Lattice reduction smooths the Gram-Schmidt profile, and we use majorization to describe the local swap mechanism behind that smoothing. In this language, each non-degenerate Lovász swap acts as a T-transform on the log-norm profile. As a consequence, every strictly Schur-convex measure of profile spread decreases at such a swap. Two structural consequences follow. First, the worst-case GSA envelope admits a variational interpretation. It is the unique minimum-variance profile compatible with the Lovász gap geometry, so its slope is determined by the LLL parameter alone. Second, the realized swap trajectory satisfies an exact telescoping identity for variance dissipation. The same viewpoint also helps organize deep-insertion heuristics. It suggests a thermal family of Schur-convex scoring rules, motivates adaptive selection within that family, and leads to two concrete selectors: Thermal-Adaptive, which reduces operation counts relative to SS-GG on flat profiles in our benchmarks while recovering SS-GG on $q$-ary inputs, and Geodesic Deep-LLL, which reduces equivalent-swap counts on structured lattices in our benchmarks at higher wall-clock cost.

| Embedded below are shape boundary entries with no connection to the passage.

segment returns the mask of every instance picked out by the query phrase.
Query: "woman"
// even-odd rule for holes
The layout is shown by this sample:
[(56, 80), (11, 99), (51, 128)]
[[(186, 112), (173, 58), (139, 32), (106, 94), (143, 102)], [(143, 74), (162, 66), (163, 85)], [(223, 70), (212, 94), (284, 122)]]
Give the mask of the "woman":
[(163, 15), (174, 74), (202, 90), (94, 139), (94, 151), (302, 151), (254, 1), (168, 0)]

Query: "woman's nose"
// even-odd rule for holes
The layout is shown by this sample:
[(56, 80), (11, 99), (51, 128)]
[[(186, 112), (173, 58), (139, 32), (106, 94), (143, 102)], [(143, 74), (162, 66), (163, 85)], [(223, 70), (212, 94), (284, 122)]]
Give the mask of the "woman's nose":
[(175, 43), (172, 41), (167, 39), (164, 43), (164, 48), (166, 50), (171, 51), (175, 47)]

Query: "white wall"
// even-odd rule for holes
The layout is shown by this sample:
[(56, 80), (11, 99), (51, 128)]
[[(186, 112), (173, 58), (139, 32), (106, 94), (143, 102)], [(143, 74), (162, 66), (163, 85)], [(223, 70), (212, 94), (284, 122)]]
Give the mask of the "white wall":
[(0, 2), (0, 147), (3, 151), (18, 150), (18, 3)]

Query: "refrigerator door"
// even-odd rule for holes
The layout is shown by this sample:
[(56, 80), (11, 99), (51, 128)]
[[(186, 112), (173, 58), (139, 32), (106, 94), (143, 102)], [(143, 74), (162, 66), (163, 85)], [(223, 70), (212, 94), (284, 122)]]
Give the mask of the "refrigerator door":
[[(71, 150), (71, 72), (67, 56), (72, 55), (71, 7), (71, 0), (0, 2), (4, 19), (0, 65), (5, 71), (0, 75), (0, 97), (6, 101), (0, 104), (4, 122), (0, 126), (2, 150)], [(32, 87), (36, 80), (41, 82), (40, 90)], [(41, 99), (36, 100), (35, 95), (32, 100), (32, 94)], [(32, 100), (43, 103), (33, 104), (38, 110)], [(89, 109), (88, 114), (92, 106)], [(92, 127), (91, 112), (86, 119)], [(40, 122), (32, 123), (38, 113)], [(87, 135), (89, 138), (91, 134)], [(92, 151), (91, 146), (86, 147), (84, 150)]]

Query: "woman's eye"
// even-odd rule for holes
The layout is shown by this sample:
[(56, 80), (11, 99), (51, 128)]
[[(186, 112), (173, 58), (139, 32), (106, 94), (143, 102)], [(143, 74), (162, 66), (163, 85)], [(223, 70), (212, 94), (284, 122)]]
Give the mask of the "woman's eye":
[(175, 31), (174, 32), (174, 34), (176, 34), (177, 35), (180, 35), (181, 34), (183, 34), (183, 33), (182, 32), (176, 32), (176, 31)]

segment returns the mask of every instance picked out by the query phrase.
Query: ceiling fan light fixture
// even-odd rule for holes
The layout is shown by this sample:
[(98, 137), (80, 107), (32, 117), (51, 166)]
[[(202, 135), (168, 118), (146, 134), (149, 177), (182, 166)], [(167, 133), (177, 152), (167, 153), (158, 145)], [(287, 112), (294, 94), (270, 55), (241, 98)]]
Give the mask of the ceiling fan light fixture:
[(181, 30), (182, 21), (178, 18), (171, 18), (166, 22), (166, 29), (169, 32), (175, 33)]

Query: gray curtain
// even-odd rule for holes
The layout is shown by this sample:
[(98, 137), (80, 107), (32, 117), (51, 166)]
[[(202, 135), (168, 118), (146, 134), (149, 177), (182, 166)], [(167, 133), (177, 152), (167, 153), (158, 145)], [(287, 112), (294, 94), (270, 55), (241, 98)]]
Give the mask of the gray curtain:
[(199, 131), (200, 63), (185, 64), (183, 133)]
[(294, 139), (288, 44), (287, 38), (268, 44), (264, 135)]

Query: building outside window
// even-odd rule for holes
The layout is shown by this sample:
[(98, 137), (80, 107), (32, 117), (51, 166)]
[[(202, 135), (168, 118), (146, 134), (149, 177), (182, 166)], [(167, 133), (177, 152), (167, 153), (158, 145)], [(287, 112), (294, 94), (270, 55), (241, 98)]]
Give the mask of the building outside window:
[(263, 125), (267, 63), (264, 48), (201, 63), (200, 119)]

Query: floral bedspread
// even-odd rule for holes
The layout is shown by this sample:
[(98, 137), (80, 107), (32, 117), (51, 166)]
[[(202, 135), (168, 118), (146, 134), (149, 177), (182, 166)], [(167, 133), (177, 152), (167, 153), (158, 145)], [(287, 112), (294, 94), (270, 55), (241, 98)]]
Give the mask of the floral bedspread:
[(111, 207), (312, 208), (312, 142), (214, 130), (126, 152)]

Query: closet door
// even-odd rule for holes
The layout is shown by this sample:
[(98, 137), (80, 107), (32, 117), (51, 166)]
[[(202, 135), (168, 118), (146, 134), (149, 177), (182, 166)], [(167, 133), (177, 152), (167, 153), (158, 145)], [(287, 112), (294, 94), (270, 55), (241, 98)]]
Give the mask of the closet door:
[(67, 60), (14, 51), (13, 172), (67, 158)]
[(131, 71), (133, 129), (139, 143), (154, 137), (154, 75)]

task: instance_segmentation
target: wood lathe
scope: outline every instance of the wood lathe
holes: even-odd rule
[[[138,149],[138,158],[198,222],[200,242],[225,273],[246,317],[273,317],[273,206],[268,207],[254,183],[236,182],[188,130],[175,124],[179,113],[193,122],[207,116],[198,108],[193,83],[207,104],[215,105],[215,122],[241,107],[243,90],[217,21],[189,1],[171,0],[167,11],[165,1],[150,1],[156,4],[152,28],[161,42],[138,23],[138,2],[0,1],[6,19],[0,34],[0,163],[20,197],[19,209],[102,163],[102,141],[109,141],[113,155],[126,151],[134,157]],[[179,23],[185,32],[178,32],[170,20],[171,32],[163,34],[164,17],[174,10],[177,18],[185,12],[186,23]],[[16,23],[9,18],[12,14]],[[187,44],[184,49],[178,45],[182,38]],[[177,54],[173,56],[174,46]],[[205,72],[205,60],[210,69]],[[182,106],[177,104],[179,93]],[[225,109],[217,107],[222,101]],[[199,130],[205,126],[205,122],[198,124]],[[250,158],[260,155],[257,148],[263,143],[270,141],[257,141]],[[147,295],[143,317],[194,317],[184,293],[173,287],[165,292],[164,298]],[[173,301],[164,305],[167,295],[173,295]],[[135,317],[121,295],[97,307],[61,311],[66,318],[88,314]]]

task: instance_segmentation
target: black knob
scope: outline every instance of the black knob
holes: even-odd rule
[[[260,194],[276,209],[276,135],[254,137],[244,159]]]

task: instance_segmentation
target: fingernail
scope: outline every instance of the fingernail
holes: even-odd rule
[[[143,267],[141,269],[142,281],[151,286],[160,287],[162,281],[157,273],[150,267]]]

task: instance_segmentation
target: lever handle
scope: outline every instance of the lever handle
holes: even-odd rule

翻译：格约化平滑了Gram-Schmidt剖面，我们利用优势化来描述这一平滑过程背后的局部交换机制。在此框架下，每个非退化的Lovász交换相当于对对数范数剖面施行T-变换。因此，任何严格Schur凸的剖面扩散度量都会在此类交换下递减。这一结论隐含两个结构性推论：首先，最坏情况下的GSA包络具有变分诠释——它是与Lovász间隙几何相容的唯一最小方差剖面，因此其斜率仅由LLL参数决定；其次，已实现的交换轨迹满足一个精确的方差耗散伸缩恒等式。同一视角也有助于梳理深度插入启发式策略，它建议采用一族热力学式的Schur凸评分规则，激发在该族规则内的自适应选择，并衍生出两种具体选择器：Thermal-Adaptive（在基准测试中，相对于SS-GG，该选择器在处理平坦剖面时减少了操作次数，同时在处理q元输入时恢复SS-GG的性能）和Geodesic Deep-LLL（在基准测试中，该选择器在结构化格上减少了等价交换次数，但代价是更高的墙钟时间）。